I have tried using smaller models for implementation after planning with a stronger model, but I found myself paying the cost elsewhere. The savings came back as stubbed functions, incomplete modules, and extra rounds of “this is broken, fix it.” For the way I work, better first-pass quality is worth the tokens.
Code still has a cost
I don’t want to make the process working with AI overly formal.
I am more productive with AI, and I build things I would not have attempted without it. For prototypes, I still move fast and stay flexible. For production work, I want the agent to leave a trail: what we decided, what it built, what it tested, and what I need to review.
No Silver Bullet
I do not think my workflow is the right way to use AI for engineering. It is the version I ended up with after building with these tools, getting annoyed, and changing the process around them.
Fred Brooks described the underlying problem in No Silver Bullet: better tools can remove accidental complexity, but they do not remove the essential complexity of the thing you are building.
Agentic coding has the same shape. Agents can reduce accidental complexity: boilerplate, API glue, test scaffolding, refactors, migrations, documentation, and routine implementation work. The essential complexity remains: deciding what the system should do, which tradeoffs matter, which abstractions will last, how behaviour should compose, what failure modes you can accept, and how the design should evolve.
That is why I do not think there is a universal harness for this work. Some teams will like heavier systems such as OpenSpec or Spec Kit. I tried that style and found it too heavy for my workflow. You may have the opposite experience.
You have to use the tools on real work to find out. Try public skills. Try a framework. Write your own prompts. Notice where the agent saves time, where it creates review debt, and where your process starts getting in the way.

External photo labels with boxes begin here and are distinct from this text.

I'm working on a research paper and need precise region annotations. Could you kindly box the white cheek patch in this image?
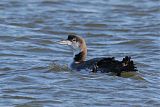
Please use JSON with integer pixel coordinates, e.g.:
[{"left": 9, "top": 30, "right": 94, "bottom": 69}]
[{"left": 71, "top": 42, "right": 81, "bottom": 55}]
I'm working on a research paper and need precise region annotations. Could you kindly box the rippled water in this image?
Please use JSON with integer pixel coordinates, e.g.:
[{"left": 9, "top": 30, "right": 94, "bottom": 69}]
[{"left": 0, "top": 0, "right": 160, "bottom": 107}]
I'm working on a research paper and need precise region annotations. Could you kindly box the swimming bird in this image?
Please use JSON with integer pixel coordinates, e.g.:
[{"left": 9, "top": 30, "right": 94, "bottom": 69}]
[{"left": 58, "top": 34, "right": 137, "bottom": 76}]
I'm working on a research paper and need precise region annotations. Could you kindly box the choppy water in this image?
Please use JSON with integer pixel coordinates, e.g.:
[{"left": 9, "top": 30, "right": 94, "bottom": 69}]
[{"left": 0, "top": 0, "right": 160, "bottom": 107}]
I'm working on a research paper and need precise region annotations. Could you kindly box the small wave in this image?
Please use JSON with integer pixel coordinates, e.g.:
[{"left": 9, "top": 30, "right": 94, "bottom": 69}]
[{"left": 49, "top": 63, "right": 71, "bottom": 72}]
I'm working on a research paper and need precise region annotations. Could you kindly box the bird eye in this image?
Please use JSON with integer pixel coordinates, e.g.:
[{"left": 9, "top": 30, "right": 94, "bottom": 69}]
[{"left": 72, "top": 39, "right": 76, "bottom": 42}]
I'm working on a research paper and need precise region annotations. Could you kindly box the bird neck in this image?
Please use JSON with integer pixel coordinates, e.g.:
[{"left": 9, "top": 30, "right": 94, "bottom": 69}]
[{"left": 74, "top": 44, "right": 87, "bottom": 63}]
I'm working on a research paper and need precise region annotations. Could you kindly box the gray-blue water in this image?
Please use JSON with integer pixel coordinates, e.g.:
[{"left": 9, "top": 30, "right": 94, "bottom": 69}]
[{"left": 0, "top": 0, "right": 160, "bottom": 107}]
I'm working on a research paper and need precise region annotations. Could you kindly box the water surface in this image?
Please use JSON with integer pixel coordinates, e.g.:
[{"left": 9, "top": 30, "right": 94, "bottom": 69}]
[{"left": 0, "top": 0, "right": 160, "bottom": 107}]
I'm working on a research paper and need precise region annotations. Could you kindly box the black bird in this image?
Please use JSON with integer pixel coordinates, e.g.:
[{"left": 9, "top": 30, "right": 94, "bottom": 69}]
[{"left": 58, "top": 35, "right": 137, "bottom": 76}]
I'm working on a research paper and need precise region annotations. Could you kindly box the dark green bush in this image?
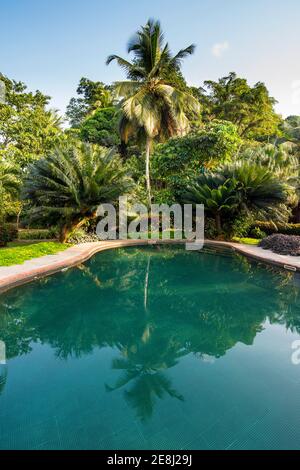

The setup that works is the one you shape through use. It should fit your codebase, your team, and the kinds of decisions you need to make. For me, that means ADRs, PRDs, specs, narrow skills, and reviewable slices. For you, it might be something else.
FAQ
Can you give me the workflow in a simple diagram?

Do you apply this to every task?
No. I only apply it to tasks that involve complexity.
This depends a lot on your team, repo, and the kind of features you’re adding. There is nothing wrong with using a simple prompt for simple tasks.
Should my initial brainstorm prompt include lots of context?
Yes. Add as much as you can think of in the initial prompt:
- constraints
- solution ideas
- architecture design
- existing code
- relevant edge cases
- prior decisions
Every bit helps.
What about existing ADRs or specs that need to be extended?
Use grill-with-docs and specify the existing documents.
The process is the same as grill-me, except the agent updates the documents as you answer questions.
How do I decide between to-prd and to-spec?
There will not always be a clean distinction.
I recommend using both, reading the documents, and then deciding which one feels best for the task.
What do we do with specs once done?
Throw them away, but only once the code is merged into your base branch.
Until then, specs help reviewers understand the changes, and AI review tools can compare the code against specs and ADRs.